When we get to Lebesgue integration, we typically do so because we have identified pathologies in which the (conventional) Riemann integration fails. It is a natural question to ask whether the Lebesgue integral belongs to a measure theoretic version of the Fundamental Theorem of Calculus. And while at first it may not appear to be a big deal, it doesn't really make sense to attempt to establish the fundamental theorem of calculus using measure-theoretic (Lebesgue) integration and conventional differentiation.

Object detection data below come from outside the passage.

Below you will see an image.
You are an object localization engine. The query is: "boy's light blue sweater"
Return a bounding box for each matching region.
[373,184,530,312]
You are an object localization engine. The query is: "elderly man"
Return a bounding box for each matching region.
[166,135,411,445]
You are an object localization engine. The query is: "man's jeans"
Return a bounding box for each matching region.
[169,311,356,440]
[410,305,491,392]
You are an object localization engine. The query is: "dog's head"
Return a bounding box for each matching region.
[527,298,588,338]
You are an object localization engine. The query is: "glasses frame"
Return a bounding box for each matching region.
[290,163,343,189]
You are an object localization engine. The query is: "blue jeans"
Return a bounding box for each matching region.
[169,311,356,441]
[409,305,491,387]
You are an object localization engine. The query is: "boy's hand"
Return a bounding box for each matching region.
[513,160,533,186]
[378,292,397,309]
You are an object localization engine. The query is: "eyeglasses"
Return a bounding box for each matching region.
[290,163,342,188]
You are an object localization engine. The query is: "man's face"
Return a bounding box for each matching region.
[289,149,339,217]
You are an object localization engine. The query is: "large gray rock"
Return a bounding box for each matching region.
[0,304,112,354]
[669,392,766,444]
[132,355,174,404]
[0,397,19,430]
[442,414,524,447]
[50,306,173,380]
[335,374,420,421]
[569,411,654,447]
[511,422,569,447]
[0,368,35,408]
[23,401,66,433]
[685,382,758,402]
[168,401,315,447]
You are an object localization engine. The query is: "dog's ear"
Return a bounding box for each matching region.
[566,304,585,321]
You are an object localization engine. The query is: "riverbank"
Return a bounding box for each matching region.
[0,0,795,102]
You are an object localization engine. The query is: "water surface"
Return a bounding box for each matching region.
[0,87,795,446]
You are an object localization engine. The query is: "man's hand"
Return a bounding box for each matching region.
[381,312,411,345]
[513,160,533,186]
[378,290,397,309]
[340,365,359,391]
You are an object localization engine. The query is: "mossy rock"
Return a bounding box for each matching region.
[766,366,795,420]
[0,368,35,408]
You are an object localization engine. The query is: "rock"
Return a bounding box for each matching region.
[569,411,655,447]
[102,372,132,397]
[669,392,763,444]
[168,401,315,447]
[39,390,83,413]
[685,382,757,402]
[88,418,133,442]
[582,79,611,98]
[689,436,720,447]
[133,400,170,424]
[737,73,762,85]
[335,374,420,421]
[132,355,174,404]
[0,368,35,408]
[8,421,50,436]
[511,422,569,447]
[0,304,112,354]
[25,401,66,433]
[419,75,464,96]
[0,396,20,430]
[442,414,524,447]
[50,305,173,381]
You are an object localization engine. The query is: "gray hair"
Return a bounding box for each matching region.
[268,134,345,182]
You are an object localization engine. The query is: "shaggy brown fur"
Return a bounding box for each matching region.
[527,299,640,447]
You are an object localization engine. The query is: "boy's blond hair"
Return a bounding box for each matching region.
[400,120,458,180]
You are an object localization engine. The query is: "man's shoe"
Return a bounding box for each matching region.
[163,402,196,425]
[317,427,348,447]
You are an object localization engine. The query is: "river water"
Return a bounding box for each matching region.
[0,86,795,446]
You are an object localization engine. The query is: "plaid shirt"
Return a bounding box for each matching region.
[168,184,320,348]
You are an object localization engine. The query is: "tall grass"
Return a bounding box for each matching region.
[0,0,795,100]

Indeed, the standard way of defining a derivative uses limits of ratios of differences; differences make sense when we have well-defined sets and the notion of measure coincides with our notion of 1-dimensional absolute value. So it instead might make sense to explore not a different kind of integration, but a different kind of differentiation that works in a measure theoretic sense.

This is in fact the essence of the Radon-Nikodym derivative. This derivative uses the fact that given a measurable set $E$ and a measurable function $f$, the mapping $E \mapsto \int_E f\, d\mu$ is a signed measure, and we denote this relationship with the notation $d\nu = fd\mu$; moreover, it is true that given $\sigma$-finite measures $\mu$, $\nu$, with $\nu$ positive and $\nu = 0$ whenever $\mu = 0$, that we can write $$d\nu = \frac{d\nu}{d\mu}d\mu.$$ We call $\frac{d\nu}{d\mu}$ the Radon-Nikodym derivative. Note, this is actually a special case of a slightly more broad statement.

Using a bit more care in restricting our domain, we can actually develop an analog to the Fundamental Theorem of Calculus, known as the Lebesgue Differentiation Theorem, which states that for a locally integrable function $f$, for a.e. $x$, we have $\lim_{r\to 0} \frac{1}{m(E_r)} \int_{E_r} f(y)\, dy = f(x)$ for every $E_r$ that "shrinks nicely" to $x$.

So we can do what you want to do, but we have to use a notion of the derivative that melds with what we do in a measure theoretic sense. You can't play basketball with hockey pucks, but you can sometimes play both in the same arena.

Answer 3

Two things:

1. If $f$ is everywhere differentiable on $[a,b]$ and $f'\in L^1([a,b]),$ then $f(b)-f(a) = \int_a^b f'.$

2. There exists an everywhere differentiable, strictly increasing function $f$ on $[a,b]$ with $f'$ bounded, such that $f'$ is not Riemann integrable on $[a,b].$ The Lebesgue integral doesn't care: $f(b)-f(a) = \int_a^b f'$ still holds by 2.